President Donald Trump’s recent public spat with Supreme Court Chief Justice John Roberts is unprecedented in contemporary political history — rarely has a sitting president criticized the judiciary so directly.
However, it’s hardly the first time that tensions between a President and the judiciary have boiled over into the public eye.
Roberts responded to Trump’s public disparagement of the U.S. Ninth Circuit Court of Appeals on Tuesday, with a statement saying, “We do not have Obama judges or Trump judges, Bush judges or Clinton judges. What we have is an extraordinary group of dedicated judges doing their level best to do equal right to those appearing before them.”
Trump responded on Twitter saying, “Sorry Chief Justice John Roberts, but you do indeed have ‘Obama judges,'” before continuing to criticize the Ninth Circuit.
Trump’s public derision of federal courts and the rare rebuke it prompted from a sitting Chief Justice are certainly outside the scope of Washington politics-as-usual. Yet it is certainly not the first time a President has publicly clashed with a Supreme Court, or even with justices who were appointed by members of the President’s own political party. (Chief Justice Roberts was appointed by President George W. Bush.)
Early in American history, Thomas Jefferson and James Madison were incised when their appointed justices did not vote in the way they wished on cases that defined the relative strength of the federal and state governments. Decades later, Andrew Jackson attempted to use a Supreme Court appointment as a play to contain one of his political rivals, nominating John McLean in 1829 after McLean promised not to run for President. McLean subsequently went back on his word, running for President four times, including a 1832 challenge against Jackson.

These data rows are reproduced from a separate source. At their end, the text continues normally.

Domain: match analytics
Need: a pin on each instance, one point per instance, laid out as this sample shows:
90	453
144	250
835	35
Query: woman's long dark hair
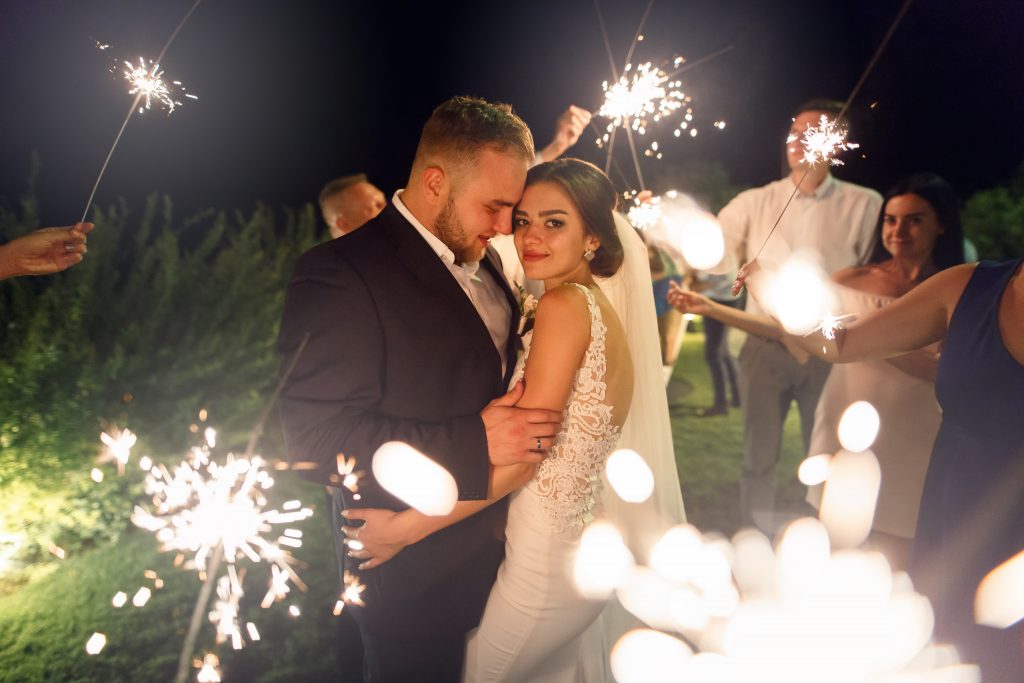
595	198
948	249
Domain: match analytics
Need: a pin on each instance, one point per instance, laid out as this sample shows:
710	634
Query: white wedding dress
535	616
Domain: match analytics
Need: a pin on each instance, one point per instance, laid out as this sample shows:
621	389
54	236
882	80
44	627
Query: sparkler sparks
146	80
823	142
203	507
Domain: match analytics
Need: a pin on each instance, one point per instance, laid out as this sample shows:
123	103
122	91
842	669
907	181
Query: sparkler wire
131	110
846	107
188	646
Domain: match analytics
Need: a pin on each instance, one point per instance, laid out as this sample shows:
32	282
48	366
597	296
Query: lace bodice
568	481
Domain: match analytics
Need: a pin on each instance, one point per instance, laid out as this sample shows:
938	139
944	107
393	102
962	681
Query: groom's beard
450	229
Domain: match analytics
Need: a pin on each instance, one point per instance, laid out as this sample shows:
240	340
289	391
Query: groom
410	325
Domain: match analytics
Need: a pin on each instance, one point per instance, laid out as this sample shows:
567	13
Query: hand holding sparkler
568	127
46	251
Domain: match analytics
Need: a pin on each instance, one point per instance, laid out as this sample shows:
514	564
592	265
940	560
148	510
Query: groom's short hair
460	128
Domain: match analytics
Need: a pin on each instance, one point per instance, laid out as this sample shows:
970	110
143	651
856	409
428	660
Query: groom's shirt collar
442	251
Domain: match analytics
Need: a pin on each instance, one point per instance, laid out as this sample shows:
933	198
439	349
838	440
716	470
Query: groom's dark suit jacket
397	352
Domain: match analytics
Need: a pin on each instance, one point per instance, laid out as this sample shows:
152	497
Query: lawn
44	626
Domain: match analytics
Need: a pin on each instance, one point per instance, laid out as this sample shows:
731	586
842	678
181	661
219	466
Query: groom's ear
434	185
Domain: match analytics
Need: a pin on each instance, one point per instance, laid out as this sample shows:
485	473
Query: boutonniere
527	309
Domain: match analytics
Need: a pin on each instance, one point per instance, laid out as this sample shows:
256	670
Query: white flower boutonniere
527	309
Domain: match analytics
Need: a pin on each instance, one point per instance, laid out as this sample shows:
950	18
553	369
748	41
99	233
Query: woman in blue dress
972	509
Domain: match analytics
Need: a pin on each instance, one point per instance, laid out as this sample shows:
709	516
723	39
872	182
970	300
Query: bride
580	363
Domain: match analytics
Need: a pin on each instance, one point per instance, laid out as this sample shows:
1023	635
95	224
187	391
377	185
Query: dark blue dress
972	510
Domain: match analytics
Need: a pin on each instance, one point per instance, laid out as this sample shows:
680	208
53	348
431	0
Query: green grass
710	451
44	625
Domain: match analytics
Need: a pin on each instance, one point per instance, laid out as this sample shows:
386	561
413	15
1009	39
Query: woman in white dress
579	361
919	233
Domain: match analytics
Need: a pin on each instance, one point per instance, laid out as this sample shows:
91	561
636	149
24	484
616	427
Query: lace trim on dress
568	481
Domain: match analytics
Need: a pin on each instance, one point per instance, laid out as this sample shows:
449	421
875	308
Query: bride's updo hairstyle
595	198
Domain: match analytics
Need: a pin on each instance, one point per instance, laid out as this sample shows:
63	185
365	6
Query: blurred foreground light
799	293
416	479
692	231
803	554
602	561
643	655
141	596
630	475
850	497
676	551
814	470
999	600
95	643
859	426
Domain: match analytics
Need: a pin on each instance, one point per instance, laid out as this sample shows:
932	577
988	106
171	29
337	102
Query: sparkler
145	82
642	96
819	138
823	142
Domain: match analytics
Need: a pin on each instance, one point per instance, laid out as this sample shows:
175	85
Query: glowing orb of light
814	470
643	655
602	561
95	643
859	426
694	232
676	551
999	600
799	294
415	478
630	475
850	496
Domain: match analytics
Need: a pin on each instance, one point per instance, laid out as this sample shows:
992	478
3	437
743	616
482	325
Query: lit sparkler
823	142
146	80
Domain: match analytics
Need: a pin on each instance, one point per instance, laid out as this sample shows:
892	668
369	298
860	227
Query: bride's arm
561	334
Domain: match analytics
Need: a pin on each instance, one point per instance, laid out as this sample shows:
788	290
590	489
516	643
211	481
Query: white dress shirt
485	294
837	220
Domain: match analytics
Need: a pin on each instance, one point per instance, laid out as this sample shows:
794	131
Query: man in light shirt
834	219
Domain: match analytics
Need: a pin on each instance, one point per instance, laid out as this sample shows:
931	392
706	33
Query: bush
165	316
993	220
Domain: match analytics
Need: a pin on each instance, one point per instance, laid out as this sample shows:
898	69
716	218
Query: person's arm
331	402
923	364
690	302
918	318
384	532
46	251
568	127
561	333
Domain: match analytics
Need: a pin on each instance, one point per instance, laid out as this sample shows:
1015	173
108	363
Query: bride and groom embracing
412	338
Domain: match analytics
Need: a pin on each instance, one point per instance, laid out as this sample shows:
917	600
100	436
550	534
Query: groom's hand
518	434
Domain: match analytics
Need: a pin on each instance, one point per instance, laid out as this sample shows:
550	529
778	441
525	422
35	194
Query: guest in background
45	251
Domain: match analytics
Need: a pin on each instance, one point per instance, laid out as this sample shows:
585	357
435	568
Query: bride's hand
383	535
686	301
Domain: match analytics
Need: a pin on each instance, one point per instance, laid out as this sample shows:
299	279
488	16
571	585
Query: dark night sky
293	93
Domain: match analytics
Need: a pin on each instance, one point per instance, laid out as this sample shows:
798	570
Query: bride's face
550	236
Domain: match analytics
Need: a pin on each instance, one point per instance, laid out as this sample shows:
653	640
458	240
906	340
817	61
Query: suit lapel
493	262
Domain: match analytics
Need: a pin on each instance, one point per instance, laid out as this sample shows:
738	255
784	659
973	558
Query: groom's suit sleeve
330	403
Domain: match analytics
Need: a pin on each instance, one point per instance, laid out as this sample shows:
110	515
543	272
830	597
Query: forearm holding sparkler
46	251
918	318
690	302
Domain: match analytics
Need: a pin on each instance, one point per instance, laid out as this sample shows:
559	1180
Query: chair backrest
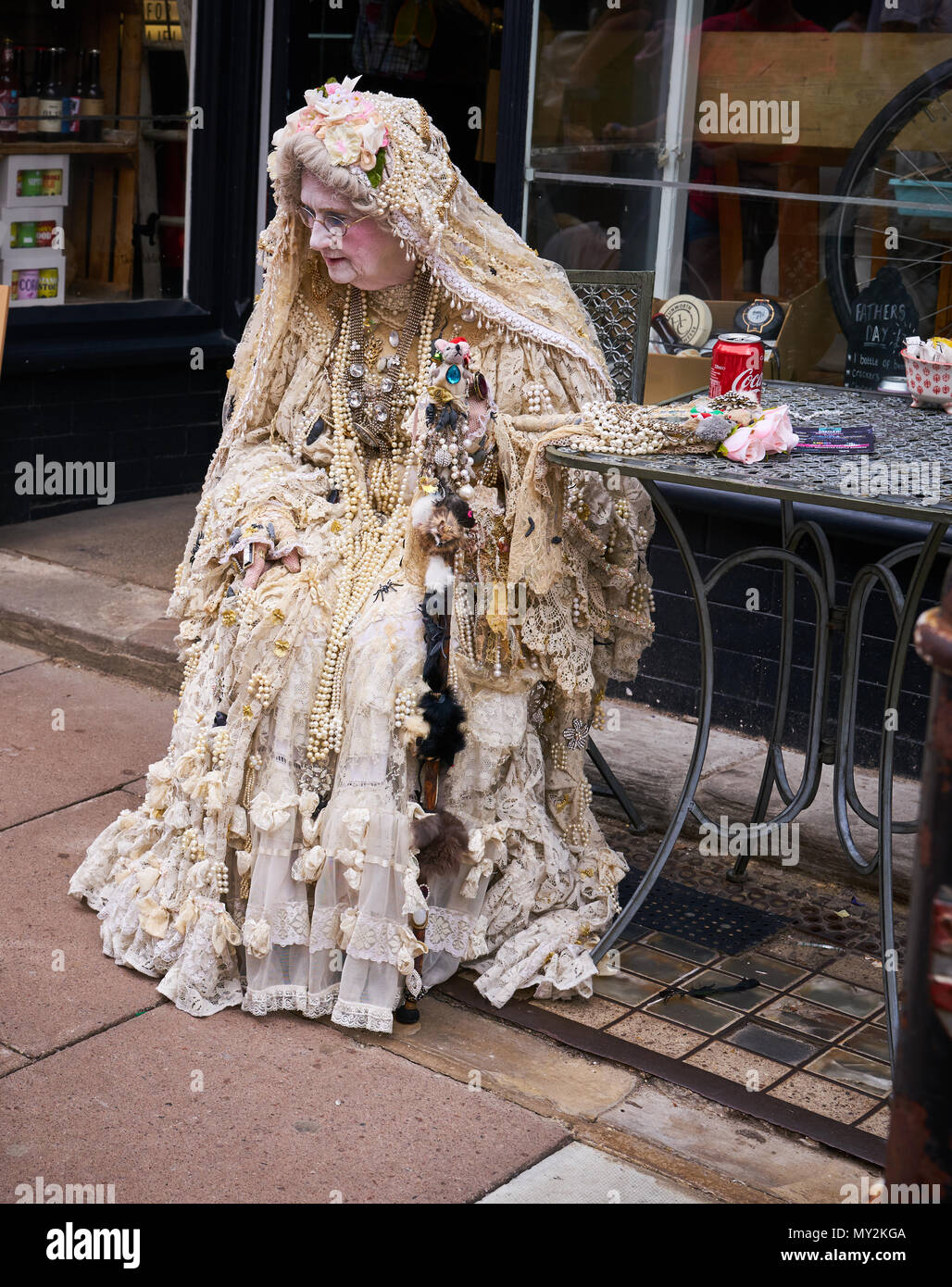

More recently, President Harry S. Truman declared, “Whenever you put a man on the Supreme Court, he ceases to be your friend,” after two of his judicial appointees sided against him on an important case.
In 1974, the Supreme Court sided against President Richard Nixon. The 8-0 decision, which included three of Nixon’s appointees, forced him to turn over the Watergate tapes to a special prosecutor and led to the President’s resignation. William H. Rehnquist, a fourth Nixon appointee, did not vote in the decision.
Perhaps most famous was President Franklin D. Roosevelt‘s public feud with the Supreme Court. After a Democrat landslide in the 1936 elections, Roosevelt, stymied by a Supreme Court that had struck down major elements of his New Deal economic recovery plan, proposed legislation that would allow him to appoint up to six additional Supreme Court justices. This would have allowed him to effectively pack the court with judges he believed would be more sympathetic to his economic programs. After a major political backlash, the proposal was ultimately shelved.
President Trump’s recent criticisms may seem outlandish in the modern political climate, but it’s another footnote in a history of a taught relationships between branches of government. As Roberts said in his statement on the day before Thanksgiving, an “independent judiciary is something we should all be thankful for.”